Primary Aldosteronism is the most common endocrine cause of hypertension. Unilateral disease in the form of Aldosterone producing adenomas (APAs) is found in 1.5-3% of hypertensive. Determining the source of aldosteronism is necessary for correct diagnosis and further molecular analysis.
To evaluate tissue aldosterone as a marker of aldosterone production and correlate it to patient phenotype and tumour mutation status, and to explore molecular heterogeneity in APAs.

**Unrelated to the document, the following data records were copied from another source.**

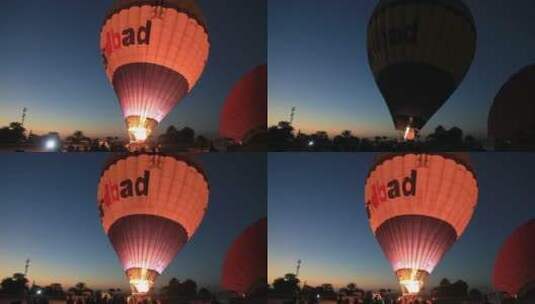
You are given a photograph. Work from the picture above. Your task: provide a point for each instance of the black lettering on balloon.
(127, 189)
(409, 184)
(129, 37)
(142, 184)
(393, 189)
(143, 35)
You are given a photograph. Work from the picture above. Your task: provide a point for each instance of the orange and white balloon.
(154, 52)
(418, 206)
(150, 206)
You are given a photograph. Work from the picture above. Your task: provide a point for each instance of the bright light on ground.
(412, 286)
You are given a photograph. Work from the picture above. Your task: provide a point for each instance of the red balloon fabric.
(514, 269)
(245, 265)
(245, 109)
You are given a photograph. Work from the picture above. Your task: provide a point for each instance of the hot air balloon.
(244, 114)
(418, 205)
(150, 206)
(512, 116)
(419, 52)
(154, 52)
(245, 265)
(514, 269)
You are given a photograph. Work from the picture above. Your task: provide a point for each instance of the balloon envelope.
(154, 53)
(245, 265)
(419, 52)
(514, 269)
(418, 205)
(150, 206)
(245, 111)
(512, 116)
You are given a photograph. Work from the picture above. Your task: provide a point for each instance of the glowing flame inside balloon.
(409, 134)
(141, 286)
(139, 134)
(412, 286)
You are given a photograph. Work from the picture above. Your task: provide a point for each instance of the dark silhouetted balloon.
(245, 265)
(154, 53)
(245, 111)
(514, 269)
(419, 52)
(512, 116)
(418, 206)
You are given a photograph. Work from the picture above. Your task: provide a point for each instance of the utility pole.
(26, 267)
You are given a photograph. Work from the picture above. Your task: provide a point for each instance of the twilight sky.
(318, 62)
(316, 213)
(48, 212)
(50, 63)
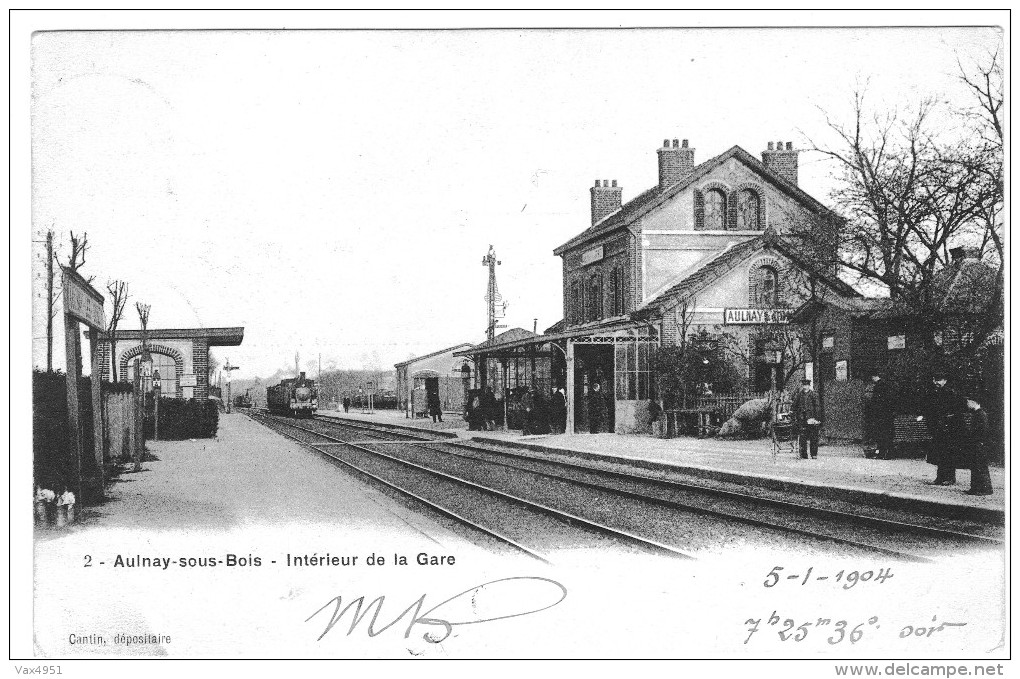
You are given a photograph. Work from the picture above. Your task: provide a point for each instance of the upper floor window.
(574, 311)
(595, 298)
(715, 210)
(748, 205)
(767, 288)
(616, 292)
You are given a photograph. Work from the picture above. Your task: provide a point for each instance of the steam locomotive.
(296, 397)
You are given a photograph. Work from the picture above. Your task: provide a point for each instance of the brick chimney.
(675, 163)
(605, 200)
(781, 160)
(961, 253)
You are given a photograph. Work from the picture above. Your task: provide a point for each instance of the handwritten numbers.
(774, 574)
(840, 628)
(883, 573)
(849, 579)
(752, 630)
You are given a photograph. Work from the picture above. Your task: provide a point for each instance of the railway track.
(502, 516)
(524, 458)
(851, 531)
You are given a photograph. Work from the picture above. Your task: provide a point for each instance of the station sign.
(592, 256)
(756, 316)
(840, 371)
(82, 301)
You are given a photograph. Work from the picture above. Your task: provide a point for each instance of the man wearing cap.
(980, 479)
(944, 411)
(878, 416)
(807, 418)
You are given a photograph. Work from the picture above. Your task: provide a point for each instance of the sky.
(335, 192)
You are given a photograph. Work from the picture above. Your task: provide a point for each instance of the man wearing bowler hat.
(807, 418)
(942, 413)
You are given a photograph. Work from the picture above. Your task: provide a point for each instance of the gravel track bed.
(889, 537)
(683, 529)
(514, 520)
(906, 516)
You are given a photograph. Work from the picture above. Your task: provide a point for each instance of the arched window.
(715, 210)
(767, 288)
(748, 205)
(167, 367)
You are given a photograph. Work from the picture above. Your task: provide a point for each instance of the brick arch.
(700, 203)
(179, 361)
(756, 266)
(760, 193)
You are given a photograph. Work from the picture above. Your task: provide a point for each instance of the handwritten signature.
(532, 593)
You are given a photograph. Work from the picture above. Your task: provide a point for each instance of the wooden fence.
(123, 436)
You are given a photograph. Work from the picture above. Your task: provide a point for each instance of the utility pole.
(496, 305)
(49, 301)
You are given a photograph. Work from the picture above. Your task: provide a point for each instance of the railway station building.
(440, 371)
(721, 251)
(181, 356)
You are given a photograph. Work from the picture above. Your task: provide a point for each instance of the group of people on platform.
(531, 410)
(958, 428)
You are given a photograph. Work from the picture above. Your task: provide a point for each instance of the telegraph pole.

Forty-six frozen tumour samples from patients diagnosed with APAs were included. Tumours were derived from a single endocrine referral center, and had been stored from 1985 to 2015. Tissue aldosterone concentration was related to clinical characteristics, genotype and molecular phenotype. Genetic heterogeneity was investigated by biopsies and in situ sequencing. Immunohistochemical analysis of Nephronectin, CYP11B1 and CYP11B2 were performed. qRT-PCR and in situ mRNA expression were used to analyze CYP11B2 mRNA expression.
Tissue aldosterone content was specific for aldosterone producing tumours and proved stable after long-term storage at -70C. CYP11B2 expression and aldosterone concentrations were higher in tumours with ATP1A1, ATP2B3 and CACNA1D mutations compared to those with KCNJ5 mutations (p<0.0001 and p=0.0018 respectively). The tissue aldosterone content correlated with CYP11B2 protein expression (r2=0.48, p<0.0001), and both CYP11B2 expression and tissue aldosterone content were associated with the plasma level of aldosterone (r2=0.33, p=0.0002 and r2=0.75, p<0.0001 respectively). In four tumours with suspicion of genetic heterogeneity, sampling of DNA revealed a heterogeneous KCNJ5 mutation in one tumour. Using in situ sequencing we confirmed heterogeneous expression of mutated KCNJ5 cDNA in the others. In three tumours classified as APAs, no mutation nor any aldosterone or CYP11B2 were detected, suggesting non-functional tumours.
Tissue aldosterone content is specific for aldosterone producing lesions, correlates with plasma levels, and displays variable levels depending on tumour genotype. Genetic heterogeneity is evident in a subgroup of KCNJ5 mutated tumours. The present results show that CYP11B2 expression and tissue aldosterone measurement may be used to clarify the source of aldosterone secretion.